A multidisciplinary team (MDT) approach to chronic kidney disease (CKD) may help optimize care of CKD and comorbidities. We implemented an MDT quality improvement project for persons with stage 3 CKD and comorbid diabetes and/or hypertension. Our objective was to decrease the rate of decline of GFR.

DESIGN, SETTING, PARTICIPANTS, & MEASUREMENTS: We used a 4-year historical cohort to compare 1769 persons referred for usual nephrology care versus 233 referred for MDT care within an integrated, not-for-profit Health Maintenance Organization (HMO). Usual care consisted of referral to an outside nephrologist. The MDT consisted of an HMO-based nephrologist, pharmacy specialist, diabetes educator, dietitian, social worker, and nephrology nurse. Both groups received usual primary care. The primary outcome was rate of decline of GFR. Secondary outcomes were LDL, hemoglobin A1c, and BP.

RESULTS

In multivariate repeated-measures analyses, MDT care was associated with a mean annual decline in GFR of 1.2 versus 2.5 ml/min per 1.73 m(2) for usual care. In stratified analyses, the significant difference in GFR decline persisted only in those who completed their referrals. There were no differences in the secondary outcomes between groups.

CONCLUSIONS

In this integrated care setting, MDT care resulted in a slower decline in GFR than usual care. This occurred despite a lack of significant differences for secondary disease-specific measures, suggesting that other differences in the MDT population or care process accounted for the slower decline in GFR in the MDT group.

摘要

背景与目的

多学科团队(MDT)治疗慢性肾脏病(CKD)可有助于改善 CKD 及合并症的治疗。我们针对患有 3 期 CKD 且合并糖尿病和/或高血压的患者,实施了一项 MDT 质量改进项目。我们的目标是降低肾小球滤过率(GFR)的下降速度。
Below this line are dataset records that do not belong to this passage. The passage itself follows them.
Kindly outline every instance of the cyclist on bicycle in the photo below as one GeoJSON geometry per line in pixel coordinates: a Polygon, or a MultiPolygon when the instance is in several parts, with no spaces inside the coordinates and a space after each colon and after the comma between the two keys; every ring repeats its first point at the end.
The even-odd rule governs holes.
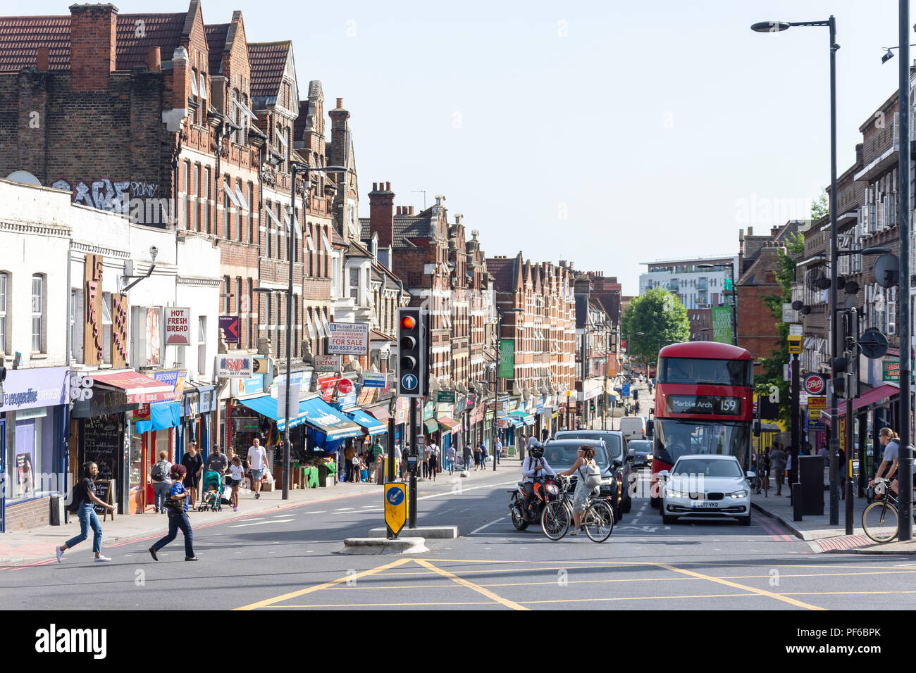
{"type": "MultiPolygon", "coordinates": [[[[900,461],[900,438],[898,437],[897,433],[894,432],[889,428],[882,428],[881,431],[878,433],[878,440],[881,442],[884,447],[884,456],[881,459],[881,464],[878,466],[878,472],[875,472],[875,478],[868,482],[869,486],[874,486],[875,482],[878,477],[885,476],[885,468],[888,469],[887,479],[890,479],[897,473],[897,465],[900,461]]],[[[897,494],[897,479],[895,478],[890,483],[890,490],[893,494],[897,494]]]]}
{"type": "Polygon", "coordinates": [[[585,485],[584,471],[581,468],[586,465],[594,464],[594,449],[590,446],[581,446],[577,451],[575,462],[572,467],[565,472],[557,472],[560,476],[570,476],[578,472],[579,479],[576,481],[575,491],[572,493],[572,518],[575,527],[570,531],[570,535],[579,535],[582,532],[582,513],[585,510],[585,504],[588,496],[596,489],[589,488],[585,485]]]}

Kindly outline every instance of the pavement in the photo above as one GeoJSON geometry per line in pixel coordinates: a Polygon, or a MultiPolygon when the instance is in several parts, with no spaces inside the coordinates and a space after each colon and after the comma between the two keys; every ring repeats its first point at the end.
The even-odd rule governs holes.
{"type": "MultiPolygon", "coordinates": [[[[518,458],[503,458],[500,465],[497,466],[497,473],[500,472],[498,467],[502,465],[511,465],[520,469],[518,458]]],[[[491,468],[492,470],[492,468],[491,468]]],[[[516,473],[516,470],[512,471],[516,473]]],[[[456,473],[457,474],[457,473],[456,473]]],[[[468,482],[474,481],[474,475],[482,472],[471,471],[468,482]]],[[[505,477],[506,472],[502,472],[505,477]]],[[[447,482],[448,472],[439,475],[439,479],[447,482]]],[[[431,480],[418,479],[420,485],[431,480]]],[[[468,484],[470,485],[470,483],[468,484]]],[[[261,493],[261,497],[255,500],[254,493],[251,491],[242,491],[239,494],[239,511],[233,512],[232,506],[223,505],[223,510],[219,512],[191,512],[191,525],[196,531],[199,528],[209,527],[235,521],[237,519],[248,518],[254,515],[266,512],[278,512],[299,507],[302,505],[318,505],[321,503],[330,503],[336,500],[352,498],[370,494],[377,494],[381,498],[382,489],[375,483],[338,483],[335,485],[326,488],[310,489],[291,489],[289,500],[282,499],[282,492],[274,490],[268,493],[261,493]]],[[[381,504],[381,501],[380,501],[381,504]]],[[[117,515],[114,518],[109,516],[107,521],[99,521],[102,524],[102,547],[103,553],[105,547],[110,547],[115,543],[121,544],[130,540],[144,538],[158,538],[165,534],[168,529],[168,515],[162,514],[132,514],[117,515]]],[[[373,522],[377,525],[377,520],[373,522]]],[[[381,523],[384,523],[382,521],[381,523]]],[[[368,530],[366,526],[366,530],[368,530]]],[[[46,562],[49,559],[54,559],[55,548],[63,544],[66,540],[78,535],[80,532],[80,523],[75,516],[70,517],[70,523],[63,526],[46,526],[40,528],[22,531],[9,531],[0,536],[0,569],[10,566],[24,566],[32,563],[46,562]]],[[[71,554],[85,551],[86,548],[92,549],[93,533],[90,531],[89,537],[80,547],[75,548],[71,554]]]]}
{"type": "Polygon", "coordinates": [[[823,492],[823,515],[804,515],[802,521],[794,521],[789,490],[783,485],[782,494],[777,495],[771,484],[769,492],[754,494],[751,505],[791,530],[796,537],[807,542],[815,554],[916,554],[916,541],[878,544],[865,535],[862,529],[862,512],[867,505],[865,498],[853,498],[853,534],[846,535],[845,500],[840,500],[839,526],[830,525],[828,491],[823,492]]]}

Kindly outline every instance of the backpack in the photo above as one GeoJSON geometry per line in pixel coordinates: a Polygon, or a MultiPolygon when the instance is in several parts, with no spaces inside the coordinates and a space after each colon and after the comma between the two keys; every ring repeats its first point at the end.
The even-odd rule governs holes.
{"type": "MultiPolygon", "coordinates": [[[[594,462],[586,463],[583,467],[585,468],[584,476],[583,478],[583,481],[585,483],[585,485],[588,486],[589,488],[597,488],[598,486],[600,486],[601,468],[598,467],[594,462]]],[[[581,471],[582,468],[579,468],[579,470],[581,471]]]]}
{"type": "Polygon", "coordinates": [[[149,476],[154,482],[164,482],[166,480],[166,465],[168,463],[165,461],[159,461],[155,465],[153,465],[153,470],[149,476]]]}

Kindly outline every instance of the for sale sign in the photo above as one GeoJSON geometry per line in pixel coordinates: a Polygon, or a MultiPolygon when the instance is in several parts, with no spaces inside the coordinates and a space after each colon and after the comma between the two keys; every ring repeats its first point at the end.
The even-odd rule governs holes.
{"type": "Polygon", "coordinates": [[[338,355],[368,355],[369,326],[365,323],[332,322],[328,353],[338,355]]]}
{"type": "Polygon", "coordinates": [[[166,307],[166,345],[191,345],[191,309],[166,307]]]}

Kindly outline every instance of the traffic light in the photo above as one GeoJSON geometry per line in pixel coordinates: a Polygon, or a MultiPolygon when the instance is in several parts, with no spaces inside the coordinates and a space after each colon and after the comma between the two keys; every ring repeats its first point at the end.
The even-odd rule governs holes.
{"type": "Polygon", "coordinates": [[[403,397],[426,395],[427,315],[420,308],[398,309],[398,395],[403,397]]]}

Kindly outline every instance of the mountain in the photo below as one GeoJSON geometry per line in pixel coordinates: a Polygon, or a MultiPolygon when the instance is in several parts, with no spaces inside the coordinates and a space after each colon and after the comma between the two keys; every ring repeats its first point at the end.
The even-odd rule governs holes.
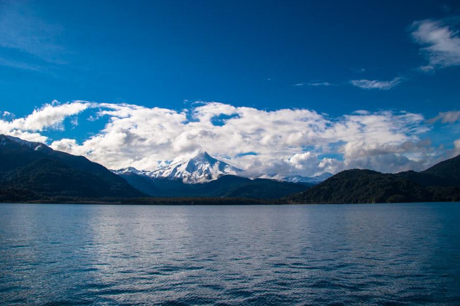
{"type": "Polygon", "coordinates": [[[460,200],[460,156],[420,172],[343,171],[285,198],[292,203],[376,203],[460,200]]]}
{"type": "Polygon", "coordinates": [[[212,157],[204,151],[200,151],[191,159],[173,163],[151,171],[138,170],[132,167],[112,171],[117,174],[130,172],[155,179],[179,180],[186,184],[206,183],[223,175],[238,175],[243,172],[241,169],[212,157]]]}
{"type": "Polygon", "coordinates": [[[145,196],[124,179],[82,156],[0,135],[0,199],[145,196]]]}
{"type": "Polygon", "coordinates": [[[185,183],[180,179],[151,178],[144,174],[126,172],[119,174],[137,190],[154,197],[216,197],[274,199],[303,191],[304,185],[273,180],[250,180],[223,175],[200,184],[185,183]]]}
{"type": "Polygon", "coordinates": [[[290,182],[291,183],[295,183],[297,184],[316,185],[319,184],[323,181],[327,180],[333,175],[334,174],[332,173],[329,172],[324,172],[319,175],[311,177],[308,176],[302,176],[301,175],[288,175],[283,177],[282,178],[282,180],[285,182],[290,182]]]}

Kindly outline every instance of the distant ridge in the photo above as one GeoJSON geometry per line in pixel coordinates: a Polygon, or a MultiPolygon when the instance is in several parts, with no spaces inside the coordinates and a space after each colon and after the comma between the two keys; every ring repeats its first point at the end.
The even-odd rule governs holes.
{"type": "Polygon", "coordinates": [[[0,199],[145,195],[104,166],[39,142],[0,135],[0,199]]]}
{"type": "Polygon", "coordinates": [[[132,167],[112,170],[117,174],[132,172],[152,178],[180,180],[185,184],[207,183],[223,175],[237,175],[243,170],[211,157],[208,152],[200,151],[193,157],[176,162],[151,171],[139,170],[132,167]]]}
{"type": "Polygon", "coordinates": [[[460,156],[420,172],[347,170],[284,200],[318,203],[460,201],[459,174],[460,156]]]}

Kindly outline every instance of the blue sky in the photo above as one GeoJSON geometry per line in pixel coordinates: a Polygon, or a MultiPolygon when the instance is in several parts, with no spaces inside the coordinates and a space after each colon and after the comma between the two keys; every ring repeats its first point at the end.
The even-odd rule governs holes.
{"type": "MultiPolygon", "coordinates": [[[[391,154],[423,162],[388,171],[422,167],[435,160],[427,156],[445,157],[443,150],[454,149],[460,138],[460,114],[453,112],[460,105],[459,16],[457,1],[0,0],[0,111],[25,118],[53,100],[78,100],[185,109],[192,117],[197,101],[269,112],[306,109],[334,122],[360,110],[405,111],[422,116],[418,124],[424,130],[404,132],[404,141],[429,141],[431,150],[394,150],[391,154]],[[443,30],[447,36],[436,36],[443,30]],[[447,115],[426,122],[440,112],[447,115]]],[[[28,131],[49,143],[65,138],[82,145],[111,122],[87,120],[93,108],[78,113],[78,125],[68,115],[58,128],[28,131]]],[[[388,143],[396,141],[390,138],[388,143]]],[[[333,140],[331,147],[350,142],[333,140]]],[[[289,159],[313,147],[318,161],[344,159],[344,148],[318,148],[319,141],[311,141],[292,150],[286,145],[270,156],[289,159]]],[[[107,157],[93,159],[139,167],[143,159],[153,164],[171,159],[160,159],[154,148],[154,157],[131,156],[116,165],[107,157]]],[[[205,148],[239,157],[240,163],[258,158],[245,154],[257,153],[257,147],[205,148]]],[[[94,150],[81,152],[90,157],[94,150]]],[[[357,166],[385,170],[373,164],[357,166]]]]}

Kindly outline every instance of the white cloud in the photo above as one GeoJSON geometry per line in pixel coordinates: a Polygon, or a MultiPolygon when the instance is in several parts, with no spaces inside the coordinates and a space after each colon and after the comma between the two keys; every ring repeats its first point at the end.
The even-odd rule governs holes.
{"type": "Polygon", "coordinates": [[[376,80],[353,80],[350,83],[354,86],[363,89],[383,89],[393,88],[402,82],[403,78],[395,78],[391,81],[377,81],[376,80]]]}
{"type": "Polygon", "coordinates": [[[334,117],[305,109],[268,111],[215,102],[194,105],[176,111],[81,101],[49,104],[24,118],[0,120],[0,133],[45,141],[37,132],[63,129],[64,119],[89,109],[92,118],[106,120],[105,126],[79,141],[56,140],[52,147],[110,168],[146,170],[201,148],[254,175],[310,176],[349,167],[385,172],[419,168],[425,163],[421,157],[430,149],[417,144],[428,129],[418,114],[359,110],[334,117]],[[223,115],[226,119],[213,123],[223,115]],[[247,152],[256,155],[242,154],[247,152]]]}
{"type": "MultiPolygon", "coordinates": [[[[429,65],[424,71],[434,67],[460,65],[460,37],[458,31],[440,20],[427,19],[413,22],[412,37],[424,46],[420,52],[429,65]]],[[[424,68],[423,67],[425,67],[424,68]]]]}
{"type": "Polygon", "coordinates": [[[311,82],[292,84],[293,86],[305,86],[306,85],[308,86],[337,86],[337,84],[328,82],[311,82]]]}
{"type": "Polygon", "coordinates": [[[460,111],[449,111],[440,112],[438,116],[427,121],[430,123],[434,123],[439,120],[443,123],[453,123],[459,120],[460,120],[460,111]]]}
{"type": "Polygon", "coordinates": [[[89,106],[89,103],[80,101],[62,104],[54,101],[34,110],[26,117],[17,119],[14,119],[14,115],[9,112],[5,111],[3,119],[0,119],[0,133],[26,140],[45,142],[48,137],[36,132],[49,129],[62,130],[63,122],[66,118],[78,114],[89,106]],[[12,119],[9,120],[8,117],[12,119]]]}

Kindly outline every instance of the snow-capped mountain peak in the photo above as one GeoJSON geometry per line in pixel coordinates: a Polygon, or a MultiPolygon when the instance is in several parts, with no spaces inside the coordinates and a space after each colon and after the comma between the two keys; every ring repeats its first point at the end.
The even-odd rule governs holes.
{"type": "Polygon", "coordinates": [[[46,145],[41,142],[36,142],[35,141],[28,141],[21,139],[18,137],[14,136],[10,136],[9,135],[4,135],[0,134],[0,145],[5,146],[13,144],[13,145],[20,145],[22,147],[30,148],[36,151],[51,151],[52,149],[46,145]]]}
{"type": "Polygon", "coordinates": [[[222,175],[238,175],[243,170],[211,156],[205,151],[200,151],[191,158],[178,160],[153,171],[140,170],[132,167],[112,170],[117,174],[132,173],[147,175],[152,179],[180,180],[186,184],[206,183],[217,180],[222,175]]]}
{"type": "Polygon", "coordinates": [[[174,162],[146,174],[152,178],[180,179],[185,183],[196,184],[217,180],[227,174],[237,175],[242,171],[216,159],[206,151],[200,151],[192,158],[174,162]]]}
{"type": "Polygon", "coordinates": [[[307,176],[302,176],[301,175],[289,175],[284,176],[282,180],[286,182],[291,182],[292,183],[308,183],[310,184],[319,184],[323,181],[325,181],[332,176],[333,174],[329,172],[324,172],[319,175],[308,177],[307,176]]]}
{"type": "Polygon", "coordinates": [[[129,173],[134,173],[139,175],[146,175],[146,171],[142,170],[137,170],[134,167],[127,167],[126,168],[122,168],[121,169],[119,169],[118,170],[110,170],[110,171],[118,175],[124,174],[129,173]]]}

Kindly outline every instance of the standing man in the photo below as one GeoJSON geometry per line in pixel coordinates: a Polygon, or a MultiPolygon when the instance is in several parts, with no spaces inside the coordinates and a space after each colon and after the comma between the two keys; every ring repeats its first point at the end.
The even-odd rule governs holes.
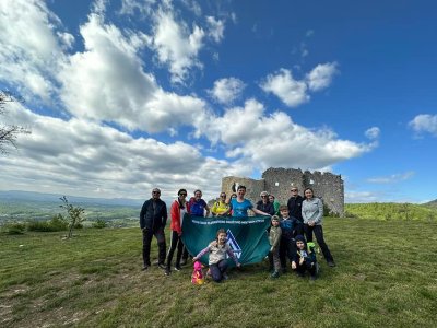
{"type": "Polygon", "coordinates": [[[143,270],[147,270],[151,266],[150,248],[153,235],[157,241],[158,257],[157,265],[165,270],[165,235],[164,227],[167,223],[167,206],[160,199],[161,190],[154,188],[152,198],[146,200],[141,208],[140,227],[143,232],[143,270]]]}
{"type": "Polygon", "coordinates": [[[194,216],[209,216],[210,208],[208,203],[202,199],[202,191],[197,189],[194,190],[194,197],[190,198],[188,203],[188,211],[191,215],[194,216]],[[204,212],[206,211],[206,215],[204,212]]]}
{"type": "Polygon", "coordinates": [[[275,199],[274,195],[269,195],[269,201],[273,204],[274,215],[279,215],[281,203],[275,199]]]}
{"type": "Polygon", "coordinates": [[[304,235],[304,219],[302,218],[302,202],[304,198],[298,194],[297,187],[292,187],[290,190],[292,192],[292,197],[290,197],[287,202],[290,216],[295,218],[299,222],[295,229],[295,236],[304,235]]]}

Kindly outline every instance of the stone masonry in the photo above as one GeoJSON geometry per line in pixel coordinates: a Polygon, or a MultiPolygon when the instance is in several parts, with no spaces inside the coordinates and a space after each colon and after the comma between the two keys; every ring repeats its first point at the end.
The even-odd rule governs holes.
{"type": "Polygon", "coordinates": [[[309,172],[296,168],[268,168],[259,180],[227,176],[222,179],[222,190],[231,195],[233,186],[244,185],[247,188],[246,198],[253,204],[260,200],[260,192],[265,190],[274,195],[281,204],[286,204],[291,197],[290,188],[297,187],[299,195],[310,187],[315,196],[323,200],[332,214],[344,215],[344,185],[341,175],[332,173],[309,172]]]}

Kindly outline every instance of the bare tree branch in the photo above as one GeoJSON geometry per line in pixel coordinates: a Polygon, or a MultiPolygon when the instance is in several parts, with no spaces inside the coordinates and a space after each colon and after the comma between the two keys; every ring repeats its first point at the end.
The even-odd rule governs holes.
{"type": "MultiPolygon", "coordinates": [[[[22,103],[23,98],[15,96],[8,91],[0,91],[0,115],[5,113],[8,103],[19,102],[22,103]]],[[[9,147],[16,147],[16,139],[19,134],[29,134],[31,131],[24,127],[16,125],[0,125],[0,154],[9,154],[9,147]]]]}

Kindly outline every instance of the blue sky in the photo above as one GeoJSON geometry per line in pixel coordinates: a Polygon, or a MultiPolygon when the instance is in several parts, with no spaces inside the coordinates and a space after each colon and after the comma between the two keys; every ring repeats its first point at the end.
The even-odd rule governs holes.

设计、地点、参与者和测量方法:我们使用了 4 年的历史队列,比较了在一家综合性非营利性健康维护组织(HMO)中,1769 名接受常规肾脏病护理的患者与 233 名接受 MDT 护理的患者。常规护理包括将患者转介给外部肾病专家。MDT 由 HMO 内部的肾病专家、药剂师、糖尿病教育者、营养师、社会工作者和肾病护士组成。两组均接受常规初级保健。主要结果是 GFR 下降率。次要结果为 LDL、糖化血红蛋白(HbA1c)和血压(BP)。

结果

在多变量重复测量分析中,MDT 护理组的 GFR 年平均下降速度为 1.2ml/min/1.73m²,而常规护理组为 2.5ml/min/1.73m²。分层分析显示,只有完成转诊的患者中,GFR 下降的差异具有统计学意义。两组在次要结局方面无差异。

结论

在这种综合治疗环境中,MDT 护理较常规护理使 GFR 下降速度更慢。尽管在次要的疾病特异性指标方面没有显著差异,但这表明 MDT 组中人群或治疗过程的其他差异导致了 GFR 下降速度较慢。